Why Stress???
I am not feeling well today and haven't for a couple of days. I think most of it is due to stress. And I wonder what am I stressed about. When I, in my waking hours I don't think there is anything that is stressing me out. But my body awake and even in my sleep tells a different story. Yesterday there was the migraine headache and at night for years now the clenching of the teeth. And today that constant feeling like I am at a nervous full alert. Is hard to explain it, but it feels like there must be adrenalin flowing through my veins ready to take on whatever comes my way. I really hate this feeling.
I know that as a Christian, I need to rest in Christ. I am sure of my salvation and I know that God is able to handle anything that comes his way when we bring it to him in prayer.

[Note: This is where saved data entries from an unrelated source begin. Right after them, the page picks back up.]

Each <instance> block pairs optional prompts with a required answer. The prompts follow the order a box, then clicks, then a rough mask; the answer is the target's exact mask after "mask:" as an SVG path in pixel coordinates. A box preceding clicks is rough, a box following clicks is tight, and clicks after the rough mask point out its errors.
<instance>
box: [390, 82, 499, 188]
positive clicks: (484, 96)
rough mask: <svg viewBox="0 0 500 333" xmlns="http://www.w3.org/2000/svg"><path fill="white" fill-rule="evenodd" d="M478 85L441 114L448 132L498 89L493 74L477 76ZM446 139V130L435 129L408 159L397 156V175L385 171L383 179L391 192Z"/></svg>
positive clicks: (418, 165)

I see people who are not Christians and should have guilty consciences and things coming at them from all sides and they sleep so peacefully, and they don't experience anxiety. I wonder why I do. Is it part of my make up? If it is, is there anything I can do to change that? If it is not part of my genetic make up, then why, why, why do I struggle with it soooooo much.
There is so much about me that I would like to change and it seems I do so little to change it. Some of it I have no idea about how to change. Other areas, ie my weight, I know I should eat less and exercise more, but, wow that is a hard one to do.
So, I keep on,, hoping that one day I get it all figured out and I can live in peace in my sub-conscience as well in my waking hours.